What could have happened to her?


----------



## rocky1968 (Nov 10, 2011)

*M*

8O


----------



## 100127 (Jul 20, 2006)

pippin said:


> Every morning for a couple of years I have given her breakfast.
> 
> Every morning she was there waiting for me.
> 
> ...


They are off making nests. Ours are.


----------



## fatbuddha (Aug 7, 2006)

could be off making a nest somewhere but as the average lifespan of a blackbird is only around 3 years, sadly she might have become a deceased blackbird


----------



## tonyt (May 25, 2005)

Gone to join that Norwegian Blue?


----------



## Stanner (Aug 17, 2006)

Have you overlooked the obvious - your favourite predator .......... 














............................. a CAT?


----------



## camallison (Jul 15, 2009)

I'd check-weigh next door's cat if they have one.

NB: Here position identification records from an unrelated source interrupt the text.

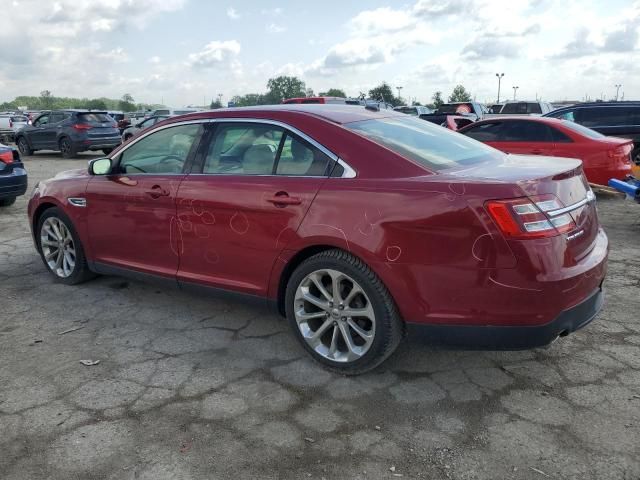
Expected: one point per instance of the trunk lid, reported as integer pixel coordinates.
(539, 176)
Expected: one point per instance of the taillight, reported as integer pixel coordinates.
(529, 218)
(621, 153)
(6, 157)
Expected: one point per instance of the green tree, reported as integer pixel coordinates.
(283, 87)
(459, 94)
(384, 92)
(46, 99)
(437, 99)
(127, 103)
(334, 92)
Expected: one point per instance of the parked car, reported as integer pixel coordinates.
(13, 176)
(415, 110)
(470, 110)
(322, 100)
(617, 119)
(70, 132)
(10, 124)
(602, 157)
(131, 131)
(525, 108)
(421, 230)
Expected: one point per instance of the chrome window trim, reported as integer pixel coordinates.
(560, 211)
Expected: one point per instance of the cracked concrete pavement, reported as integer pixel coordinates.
(190, 387)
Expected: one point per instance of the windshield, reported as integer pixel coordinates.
(433, 147)
(587, 132)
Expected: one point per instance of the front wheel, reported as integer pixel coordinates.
(342, 313)
(60, 248)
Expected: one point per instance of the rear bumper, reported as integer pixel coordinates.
(13, 184)
(511, 337)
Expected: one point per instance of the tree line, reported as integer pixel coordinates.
(278, 89)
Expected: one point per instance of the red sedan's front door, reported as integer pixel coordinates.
(239, 214)
(132, 212)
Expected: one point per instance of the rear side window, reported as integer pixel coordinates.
(299, 158)
(604, 116)
(520, 131)
(94, 118)
(486, 132)
(429, 145)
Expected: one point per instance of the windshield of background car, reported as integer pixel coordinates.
(94, 118)
(587, 132)
(458, 108)
(430, 145)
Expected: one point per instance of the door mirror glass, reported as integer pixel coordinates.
(100, 166)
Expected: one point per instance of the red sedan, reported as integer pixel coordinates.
(602, 157)
(358, 225)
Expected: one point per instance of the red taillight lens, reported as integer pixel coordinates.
(528, 217)
(6, 157)
(621, 153)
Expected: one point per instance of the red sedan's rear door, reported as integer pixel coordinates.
(257, 183)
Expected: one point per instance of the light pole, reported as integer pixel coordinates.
(618, 85)
(499, 80)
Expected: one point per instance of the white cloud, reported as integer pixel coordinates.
(275, 28)
(232, 13)
(214, 53)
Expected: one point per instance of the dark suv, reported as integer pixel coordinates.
(614, 119)
(70, 132)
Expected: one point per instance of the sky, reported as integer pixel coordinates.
(186, 52)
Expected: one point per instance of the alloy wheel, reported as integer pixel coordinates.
(57, 246)
(334, 315)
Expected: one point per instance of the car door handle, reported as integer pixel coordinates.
(157, 191)
(282, 199)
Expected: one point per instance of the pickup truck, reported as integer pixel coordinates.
(464, 113)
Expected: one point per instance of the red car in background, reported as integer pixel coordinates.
(358, 225)
(603, 158)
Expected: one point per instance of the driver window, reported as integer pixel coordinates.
(162, 152)
(42, 121)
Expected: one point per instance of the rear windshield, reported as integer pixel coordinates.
(459, 108)
(94, 117)
(407, 110)
(587, 132)
(431, 146)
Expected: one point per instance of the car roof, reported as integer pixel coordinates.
(333, 113)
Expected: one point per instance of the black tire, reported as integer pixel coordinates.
(66, 148)
(80, 272)
(23, 147)
(389, 328)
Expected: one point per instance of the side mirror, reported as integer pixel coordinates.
(100, 166)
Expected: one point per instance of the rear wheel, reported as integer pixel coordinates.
(23, 147)
(342, 313)
(60, 248)
(66, 148)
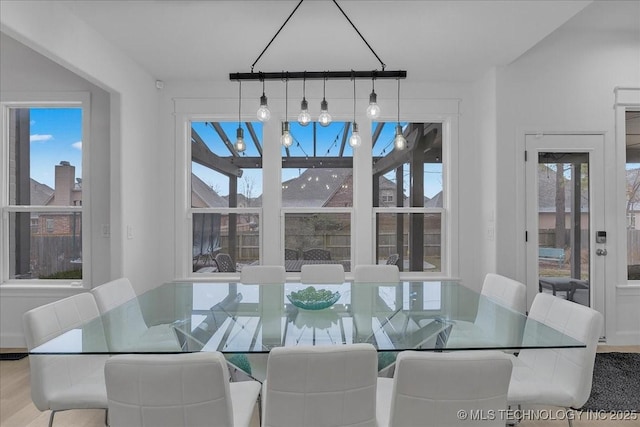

When we had a cat, its annual count was over 20 birds, adult and fledgling. We always tried to lock him indoors when the young were learning to fly.

Our Labrador "retrieves" them if they happen to land in the garden. As with most shooting dogs, she only holds it with the soft part of her mouth and no damage is done.

Colin


----------



## Sandy_Saunders (Nov 17, 2008)

A lot of Blackbirds from Scandinavia and Eastern Europe spend the winter here. Yours could have been one of them. The number of Blackbirds has decreased around here since the weather improved, They have disappeared back home I suspect.

Sandy


----------



## pippin (Nov 15, 2007)

She is back!!!!

Delirious joy.

Probably been off on the razzle - how do I tell if she is pregnant?


----------



## camallison (Jul 15, 2009)

pippin said:


> She is back!!!!
> 
> Delirious joy.
> 
> Probably been off on the razzle - how do I tell if she is pregnant?


Same as with the cat - check weigh her. :lol:

Colin

PS - or the broad smile on her face!


----------



## raynipper (Aug 4, 2008)

The regular Lesser Spotted Woodpecker is back on our nuts today.
Every year they breed and bring the young to our garden to feed. ................... Ray.


----------



## Cazzie (Feb 13, 2009)

We saw our first lesser spotted woodpecker in the Loire valley last year. We were surprised how small it was compared to the greater spotted.

Cazzie


----------



## Littlebt (May 19, 2012)

*Blackbird*

So Happy,I was going to tell you to look under the wheels of the Hymer


----------